We present results in Figure 2 for $N=10$ and $\sigma=0.5$ . The TVART algorithm is run with $M=20$ , $R=8$ , $\eta=1/N$ , $\beta=5$ , and TV regularization. Algorithm 1 converges in 30 iterations with an RMSE of 0.554, which is close to the noise floor $\sigma=0.5$ . The temporal modes are stable for the first 5 windows, when system $\mathbf{A}_{1}$ is active, then switch to a different state for the remaining windows where $\mathbf{A}_{2}$ is active. Thus just from the temporal modes, we can determine the change point to the resolution of the window size. Examining the TVART output in more detail, only the first four spatial and temporal modes are significantly different from 0. Remarkably, TVART is able to discover the true rank of the system; this is 4 because $\mathbf{A}_{1}$ and $\mathbf{A}_{2}$ are each rank 2. Furthermore, we compare the TVART reconstruction of $\mathbf{A}_{1}$ to the truth; the reconstruction matches the truth very closely (Figure 2).

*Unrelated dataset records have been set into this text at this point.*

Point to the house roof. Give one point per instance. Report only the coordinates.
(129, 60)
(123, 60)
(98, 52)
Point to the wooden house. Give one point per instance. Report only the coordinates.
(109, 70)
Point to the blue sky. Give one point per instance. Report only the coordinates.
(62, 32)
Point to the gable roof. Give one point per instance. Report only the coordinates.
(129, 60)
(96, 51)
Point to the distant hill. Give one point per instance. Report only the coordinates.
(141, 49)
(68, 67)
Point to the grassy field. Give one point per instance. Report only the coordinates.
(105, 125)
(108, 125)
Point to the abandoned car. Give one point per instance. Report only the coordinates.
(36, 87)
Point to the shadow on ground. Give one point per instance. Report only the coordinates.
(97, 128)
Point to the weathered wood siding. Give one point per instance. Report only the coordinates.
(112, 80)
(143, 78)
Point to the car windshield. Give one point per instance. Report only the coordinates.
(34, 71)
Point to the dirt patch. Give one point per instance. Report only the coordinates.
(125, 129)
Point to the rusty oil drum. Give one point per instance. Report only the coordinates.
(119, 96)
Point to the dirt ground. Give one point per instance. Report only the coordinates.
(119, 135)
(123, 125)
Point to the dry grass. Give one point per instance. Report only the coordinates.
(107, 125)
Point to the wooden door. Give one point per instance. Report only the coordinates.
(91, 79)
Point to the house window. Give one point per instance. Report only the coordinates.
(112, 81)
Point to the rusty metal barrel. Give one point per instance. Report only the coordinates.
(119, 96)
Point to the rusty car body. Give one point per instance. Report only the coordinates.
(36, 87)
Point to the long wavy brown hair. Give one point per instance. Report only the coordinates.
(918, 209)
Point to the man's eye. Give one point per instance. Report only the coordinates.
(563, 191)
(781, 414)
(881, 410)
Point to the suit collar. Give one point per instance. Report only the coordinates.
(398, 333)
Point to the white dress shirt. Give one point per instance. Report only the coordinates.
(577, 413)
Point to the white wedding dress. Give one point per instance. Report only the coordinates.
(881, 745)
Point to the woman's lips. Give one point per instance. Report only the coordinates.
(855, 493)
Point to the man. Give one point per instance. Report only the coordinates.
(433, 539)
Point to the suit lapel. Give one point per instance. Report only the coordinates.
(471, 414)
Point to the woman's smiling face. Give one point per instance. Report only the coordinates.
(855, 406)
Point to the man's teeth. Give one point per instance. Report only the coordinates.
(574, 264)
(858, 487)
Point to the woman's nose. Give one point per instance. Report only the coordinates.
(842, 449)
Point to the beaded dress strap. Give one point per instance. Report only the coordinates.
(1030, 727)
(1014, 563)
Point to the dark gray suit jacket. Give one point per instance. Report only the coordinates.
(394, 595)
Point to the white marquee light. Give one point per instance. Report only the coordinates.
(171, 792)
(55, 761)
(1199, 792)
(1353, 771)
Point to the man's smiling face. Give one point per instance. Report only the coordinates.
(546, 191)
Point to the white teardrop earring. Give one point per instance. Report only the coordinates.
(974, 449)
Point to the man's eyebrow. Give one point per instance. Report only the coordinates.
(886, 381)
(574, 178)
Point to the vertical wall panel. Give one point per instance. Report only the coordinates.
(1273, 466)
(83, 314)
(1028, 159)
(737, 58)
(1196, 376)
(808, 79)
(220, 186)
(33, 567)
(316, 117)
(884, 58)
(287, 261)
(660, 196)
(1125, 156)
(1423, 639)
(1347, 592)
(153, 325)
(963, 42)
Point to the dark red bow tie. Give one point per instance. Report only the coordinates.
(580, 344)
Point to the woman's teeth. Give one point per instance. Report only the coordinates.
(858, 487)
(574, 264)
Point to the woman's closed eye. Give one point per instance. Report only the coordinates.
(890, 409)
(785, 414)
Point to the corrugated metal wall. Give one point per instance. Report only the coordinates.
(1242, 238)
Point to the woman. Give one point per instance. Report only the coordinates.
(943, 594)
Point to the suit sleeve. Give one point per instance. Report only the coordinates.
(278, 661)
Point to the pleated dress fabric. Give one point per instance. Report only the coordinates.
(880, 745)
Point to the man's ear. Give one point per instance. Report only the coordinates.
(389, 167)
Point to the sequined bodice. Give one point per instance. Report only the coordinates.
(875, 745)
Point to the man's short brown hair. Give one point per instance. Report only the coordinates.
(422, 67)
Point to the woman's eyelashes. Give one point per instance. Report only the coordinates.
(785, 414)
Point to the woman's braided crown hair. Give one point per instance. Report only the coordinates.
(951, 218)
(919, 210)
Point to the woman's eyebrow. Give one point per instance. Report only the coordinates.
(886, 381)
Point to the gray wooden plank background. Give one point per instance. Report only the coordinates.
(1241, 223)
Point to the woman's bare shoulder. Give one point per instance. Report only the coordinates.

We now describe some other behaviors that have been observed in this test problem for parameters that are not shown. When the noise $\sigma$ is very small or zero, the Tikhonov regularization term is important. If we eliminate this term by taking $\eta\to\infty$ , the ALS subproblems become ill-conditioned and lead to poor results. Without the Tikhonov penalty, the true rank of the system is also less obvious—the entries which are nearly 0 in Figure 2 are noisier—whereas the penalty shrinks these noisy entries. The TV regularization, in contrast, is important for selecting a switching solution under moderate to large noise.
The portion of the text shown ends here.